Das statistische Landesamt NRW veröffentlichte kürzlich Daten, die nachdenklich machen: 29,7 Prozent aller Ausbildungsverträge werden landesweit vor dem Abschluss aufgelöst. Münster und der Kreis Warendorf bilden dabei keine Ausnahme. Auch hier beendet rund jeder Dritte Jugendliche eine einmal begonnene Ausbildung nicht. Landen damit unzählige Jugendliche im beruflichen Aus? Diese Schlussfolgerung sei zu kurz gedacht und gehe an den Realitäten am Ausbildungsmarkt vorbei, betont Joachim Fahnemann, Leiter der Agentur für Arbeit Ahlen-Münster. "Junge Menschen haben heute die Wahl", beschreibt er die Situation und ergänzt: "In vielen Fällen erhalten Jugendliche Zusagen mehrerer Ausbildungsbetriebe und können unter verschiedenen Ausbildungsangeboten das aus ihrer Sicht passendste aussuchen". Das führe immer häufiger dazu, dass junge Menschen zunächst einen Vertrag unterschreiben, ihn aber wieder lösen, wenn sie danach ein Angebot für einen Ausbildungsplatz erhalten, der ihnen mehr zusagt. Viele Verträge werden also gar nicht erst angetreten. Statistisch zählt das auch als Ausbildungsabbruch. Für die betroffenen Betriebe sei das eine sehr unbefriedigende Situation, so Fahnemann: "Fakt ist aber: Der Ausbildungsmarkt hat sich zu einem Bewerbermarkt entwickelt".
Dies werde durch die demografische Entwicklung noch verstärkt, sagt der Arbeitsmarktexperte. "Die Zahl der jungen Menschen, die die Schule verlassen und dem Ausbildungsmarkt zur Verfügung stehen, sinkt seit Jahren", berichtet Fahnemann. Allein in den vergangenen fünf Jahren verringerte sich die Zahl der Schulentlassenen im Bezirk der Agentur für Arbeit Ahlen-Münster, der die Stadt Münster und den Kreis Warendorf umfasst, um fast 500 Jugendliche. Das entspricht einem Rückgang von mehr als 7 Prozent. Rund die Hälfte der Schulabgänger erwirbt außerdem eine Hochschulzugangsberechtigung. "Dementsprechend häufig kommt es vor, dass Jugendliche einen zuvor abgeschlossenen Ausbildungsvertrag wieder lösen, wenn sie zu einem späteren Zeitpunkt die Zusage für den gewünschten Studiengang erhalten", berichtet der Agenturleiter. Auch dies zählt in der Statistik als abgebrochene Ausbildung.
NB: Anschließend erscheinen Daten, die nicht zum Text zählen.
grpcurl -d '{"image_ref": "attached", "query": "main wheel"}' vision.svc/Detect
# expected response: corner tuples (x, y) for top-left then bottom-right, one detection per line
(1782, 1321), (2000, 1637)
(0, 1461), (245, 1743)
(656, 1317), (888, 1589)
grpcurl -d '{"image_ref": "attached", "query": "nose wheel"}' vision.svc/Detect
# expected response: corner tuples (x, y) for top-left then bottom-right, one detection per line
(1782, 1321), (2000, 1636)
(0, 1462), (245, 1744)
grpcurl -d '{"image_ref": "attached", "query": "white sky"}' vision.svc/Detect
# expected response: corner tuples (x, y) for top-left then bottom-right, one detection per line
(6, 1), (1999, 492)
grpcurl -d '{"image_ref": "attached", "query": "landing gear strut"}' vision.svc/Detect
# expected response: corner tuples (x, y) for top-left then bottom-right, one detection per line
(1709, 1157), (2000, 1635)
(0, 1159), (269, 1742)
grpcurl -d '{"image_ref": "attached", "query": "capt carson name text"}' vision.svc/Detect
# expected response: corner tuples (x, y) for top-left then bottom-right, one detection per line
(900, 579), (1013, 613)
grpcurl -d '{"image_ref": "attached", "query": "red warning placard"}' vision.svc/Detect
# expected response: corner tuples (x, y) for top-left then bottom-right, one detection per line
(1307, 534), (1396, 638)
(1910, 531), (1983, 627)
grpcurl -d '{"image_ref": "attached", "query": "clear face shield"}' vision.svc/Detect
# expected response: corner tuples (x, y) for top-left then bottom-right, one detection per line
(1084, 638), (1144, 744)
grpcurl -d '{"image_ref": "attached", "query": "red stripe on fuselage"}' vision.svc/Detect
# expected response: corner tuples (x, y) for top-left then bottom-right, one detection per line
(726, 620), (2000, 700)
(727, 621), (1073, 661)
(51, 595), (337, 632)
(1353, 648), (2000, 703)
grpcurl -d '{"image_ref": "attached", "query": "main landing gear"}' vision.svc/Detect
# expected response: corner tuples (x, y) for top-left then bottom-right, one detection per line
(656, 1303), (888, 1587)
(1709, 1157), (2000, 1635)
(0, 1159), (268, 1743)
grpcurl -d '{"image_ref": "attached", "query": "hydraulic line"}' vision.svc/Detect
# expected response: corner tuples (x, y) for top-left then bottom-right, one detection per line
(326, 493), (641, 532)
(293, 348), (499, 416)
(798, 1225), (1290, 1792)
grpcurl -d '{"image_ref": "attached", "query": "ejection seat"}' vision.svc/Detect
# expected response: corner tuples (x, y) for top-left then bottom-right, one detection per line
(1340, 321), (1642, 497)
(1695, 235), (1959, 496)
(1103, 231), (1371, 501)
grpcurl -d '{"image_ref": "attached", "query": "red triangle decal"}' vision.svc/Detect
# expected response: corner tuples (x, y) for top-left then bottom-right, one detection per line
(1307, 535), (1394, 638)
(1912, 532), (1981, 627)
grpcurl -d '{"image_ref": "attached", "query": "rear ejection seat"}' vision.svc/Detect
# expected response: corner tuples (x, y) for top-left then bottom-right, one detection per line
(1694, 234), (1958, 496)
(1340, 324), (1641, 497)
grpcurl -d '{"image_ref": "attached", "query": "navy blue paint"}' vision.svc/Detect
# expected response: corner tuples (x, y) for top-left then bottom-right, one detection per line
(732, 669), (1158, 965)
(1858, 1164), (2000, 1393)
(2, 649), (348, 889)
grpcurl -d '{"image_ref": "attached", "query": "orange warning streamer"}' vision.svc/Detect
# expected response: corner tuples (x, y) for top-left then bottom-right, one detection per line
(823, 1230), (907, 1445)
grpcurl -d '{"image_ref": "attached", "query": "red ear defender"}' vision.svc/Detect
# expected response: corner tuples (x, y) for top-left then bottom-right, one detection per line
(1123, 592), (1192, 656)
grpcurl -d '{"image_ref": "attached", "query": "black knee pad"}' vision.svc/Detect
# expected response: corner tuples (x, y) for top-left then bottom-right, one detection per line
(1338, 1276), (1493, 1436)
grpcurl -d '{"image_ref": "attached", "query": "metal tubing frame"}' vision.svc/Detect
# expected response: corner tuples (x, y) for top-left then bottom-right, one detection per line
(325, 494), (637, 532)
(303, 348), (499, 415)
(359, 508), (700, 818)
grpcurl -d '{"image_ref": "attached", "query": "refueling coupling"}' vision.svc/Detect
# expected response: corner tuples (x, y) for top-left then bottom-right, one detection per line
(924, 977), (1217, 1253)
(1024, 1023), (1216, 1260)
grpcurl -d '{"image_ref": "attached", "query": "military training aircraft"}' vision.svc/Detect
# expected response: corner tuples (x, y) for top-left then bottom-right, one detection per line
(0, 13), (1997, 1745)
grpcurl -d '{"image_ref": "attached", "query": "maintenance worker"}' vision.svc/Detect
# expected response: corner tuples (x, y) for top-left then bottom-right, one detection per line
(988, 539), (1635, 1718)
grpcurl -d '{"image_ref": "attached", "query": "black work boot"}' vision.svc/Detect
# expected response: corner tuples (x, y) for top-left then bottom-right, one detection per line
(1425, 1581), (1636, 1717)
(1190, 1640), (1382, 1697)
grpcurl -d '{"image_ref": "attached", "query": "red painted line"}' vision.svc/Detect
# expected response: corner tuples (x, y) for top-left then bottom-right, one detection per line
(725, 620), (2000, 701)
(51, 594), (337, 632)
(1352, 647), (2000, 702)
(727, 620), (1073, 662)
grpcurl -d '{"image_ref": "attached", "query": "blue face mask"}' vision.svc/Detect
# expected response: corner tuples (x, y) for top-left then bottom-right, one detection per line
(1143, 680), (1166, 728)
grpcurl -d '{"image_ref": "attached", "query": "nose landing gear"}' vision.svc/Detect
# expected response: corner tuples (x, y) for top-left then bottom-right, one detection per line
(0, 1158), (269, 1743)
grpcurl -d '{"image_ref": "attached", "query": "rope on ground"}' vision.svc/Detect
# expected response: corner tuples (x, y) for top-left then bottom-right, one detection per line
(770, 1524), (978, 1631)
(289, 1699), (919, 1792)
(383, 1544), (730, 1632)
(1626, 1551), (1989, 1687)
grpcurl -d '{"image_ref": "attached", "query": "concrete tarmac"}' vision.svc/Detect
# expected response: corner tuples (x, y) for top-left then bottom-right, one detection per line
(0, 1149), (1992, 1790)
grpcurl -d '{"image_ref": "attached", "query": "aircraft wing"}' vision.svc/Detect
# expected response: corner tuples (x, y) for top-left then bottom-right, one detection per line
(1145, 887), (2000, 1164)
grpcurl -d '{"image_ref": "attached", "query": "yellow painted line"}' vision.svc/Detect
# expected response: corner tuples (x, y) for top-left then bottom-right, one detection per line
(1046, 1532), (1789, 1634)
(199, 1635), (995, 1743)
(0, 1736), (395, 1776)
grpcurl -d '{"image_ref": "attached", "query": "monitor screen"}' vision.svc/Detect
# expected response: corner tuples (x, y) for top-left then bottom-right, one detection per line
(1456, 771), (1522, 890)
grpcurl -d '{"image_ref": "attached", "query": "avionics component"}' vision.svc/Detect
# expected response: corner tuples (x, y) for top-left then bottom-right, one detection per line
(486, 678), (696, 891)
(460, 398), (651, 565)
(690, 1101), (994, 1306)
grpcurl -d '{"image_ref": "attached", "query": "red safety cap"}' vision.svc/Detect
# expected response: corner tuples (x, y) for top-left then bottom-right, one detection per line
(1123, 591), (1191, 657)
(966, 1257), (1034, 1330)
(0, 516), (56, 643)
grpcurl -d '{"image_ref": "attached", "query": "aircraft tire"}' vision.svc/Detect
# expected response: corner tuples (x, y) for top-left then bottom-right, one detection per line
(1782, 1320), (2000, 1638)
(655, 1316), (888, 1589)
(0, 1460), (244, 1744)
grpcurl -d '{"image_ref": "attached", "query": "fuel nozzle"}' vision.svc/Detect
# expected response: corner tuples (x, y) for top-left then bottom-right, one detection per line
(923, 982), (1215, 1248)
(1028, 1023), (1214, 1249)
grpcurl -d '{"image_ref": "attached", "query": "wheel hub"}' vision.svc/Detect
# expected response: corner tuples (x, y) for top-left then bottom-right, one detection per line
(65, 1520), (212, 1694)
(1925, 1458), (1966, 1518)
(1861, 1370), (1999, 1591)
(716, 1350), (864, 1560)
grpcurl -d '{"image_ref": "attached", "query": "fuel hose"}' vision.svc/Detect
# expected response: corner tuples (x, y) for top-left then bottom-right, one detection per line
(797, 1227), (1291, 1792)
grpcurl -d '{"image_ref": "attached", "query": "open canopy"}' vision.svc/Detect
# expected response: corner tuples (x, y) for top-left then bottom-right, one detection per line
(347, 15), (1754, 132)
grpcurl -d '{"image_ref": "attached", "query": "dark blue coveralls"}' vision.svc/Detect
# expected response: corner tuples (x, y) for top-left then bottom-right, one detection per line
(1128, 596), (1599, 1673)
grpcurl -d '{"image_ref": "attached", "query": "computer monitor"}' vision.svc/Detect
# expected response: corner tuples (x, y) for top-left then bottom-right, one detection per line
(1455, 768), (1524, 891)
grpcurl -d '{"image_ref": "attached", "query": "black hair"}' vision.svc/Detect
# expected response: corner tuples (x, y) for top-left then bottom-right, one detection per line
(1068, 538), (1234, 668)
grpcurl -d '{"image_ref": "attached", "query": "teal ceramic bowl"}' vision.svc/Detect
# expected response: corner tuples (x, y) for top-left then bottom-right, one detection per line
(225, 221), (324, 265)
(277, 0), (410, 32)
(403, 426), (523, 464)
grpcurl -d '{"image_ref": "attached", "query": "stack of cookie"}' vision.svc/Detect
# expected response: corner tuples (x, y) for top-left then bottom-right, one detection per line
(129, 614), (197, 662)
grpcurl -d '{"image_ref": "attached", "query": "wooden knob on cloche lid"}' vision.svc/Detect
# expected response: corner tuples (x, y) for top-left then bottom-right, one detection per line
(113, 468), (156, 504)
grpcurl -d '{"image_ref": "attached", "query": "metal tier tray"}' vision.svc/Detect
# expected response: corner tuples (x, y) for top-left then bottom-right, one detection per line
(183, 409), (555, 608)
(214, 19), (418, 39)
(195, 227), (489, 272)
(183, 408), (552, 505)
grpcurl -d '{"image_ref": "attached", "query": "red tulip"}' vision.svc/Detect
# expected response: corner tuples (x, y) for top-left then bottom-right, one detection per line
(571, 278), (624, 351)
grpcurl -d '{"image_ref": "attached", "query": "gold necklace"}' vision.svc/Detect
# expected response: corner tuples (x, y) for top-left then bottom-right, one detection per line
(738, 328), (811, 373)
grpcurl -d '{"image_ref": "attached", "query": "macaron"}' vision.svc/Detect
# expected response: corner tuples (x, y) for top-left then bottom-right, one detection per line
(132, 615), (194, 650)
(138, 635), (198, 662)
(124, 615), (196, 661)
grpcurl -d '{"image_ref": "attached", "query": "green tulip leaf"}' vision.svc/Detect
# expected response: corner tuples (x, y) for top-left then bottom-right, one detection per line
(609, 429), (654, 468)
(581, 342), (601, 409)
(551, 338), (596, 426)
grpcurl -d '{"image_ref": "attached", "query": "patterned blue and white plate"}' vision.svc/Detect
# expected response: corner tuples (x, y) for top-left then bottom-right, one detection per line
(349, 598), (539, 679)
Trotz dieser Herausforderungen engagierten sich die hiesigen Unternehmen in besonderem Maße für die Ausbildung von Nachwuchskräften, unterstreicht Fahnemann. So bildet im Bezirk der Arbeitsagentur Ahlen-Münster jeder vierte Betrieb aus, im NRW-Schnitt tut das nur jedes fünfte Unternehmen. Dabei gingen viele Unternehmen in der Region neue Wege, um ihre Ausbildungsplätze zu besetzen, führt er aus. Hierbei gehe es nicht nur um finanzielle Anreize für Auszubildende. Auch mit sogenannten "weichen" Faktoren, wie der Vereinbarkeit von Freizeit und Beruf, Mobilitätszuschüssen, der Einbindung der Azubis in eigene Projekte oder Mentorenprogrammen versuchen Arbeitgeber, junge Menschen für eine Ausbildung in ihrem Betrieb zu begeistern. "Viele Unternehmen zeigen dabei ein sehr großes Engagement und viel Kreativität", lobt Fahnemann.
Darüber hinaus gebe es immer mehr Arbeitgeber, die Jugendlichen mit erhöhtem Unterstützungsbedarf eine Chance geben, berichtet Fahnemann. "In diesen Fällen bieten wir sowohl den Betrieben als auch den Auszubildenden eine individuelle Betreuung und Begleitung", erläutert Fahnemann und verweist auf die sogenannte "assistierte Ausbildung". Mit Blick auf die statistischen Daten ordnet er ein: "Selbstverständlich gibt es auch Abbrüche während der Ausbildung. Dies ist aber nur ein kleinerer Teil der gelösten Verträge". Ein Ausbildungsabbruch bedeute jedoch nicht, dass die betroffenen Jugendlichen gänzlich ohne Perspektive sind, betont er: "Unsere Berufsberatung unterstützt die jungen Menschen in dieser Situation mit verschiedenen Angeboten dabei, sich beruflich neu zu orientieren und einen Berufsabschluss zu erwerben", unterstreicht Fahnemann.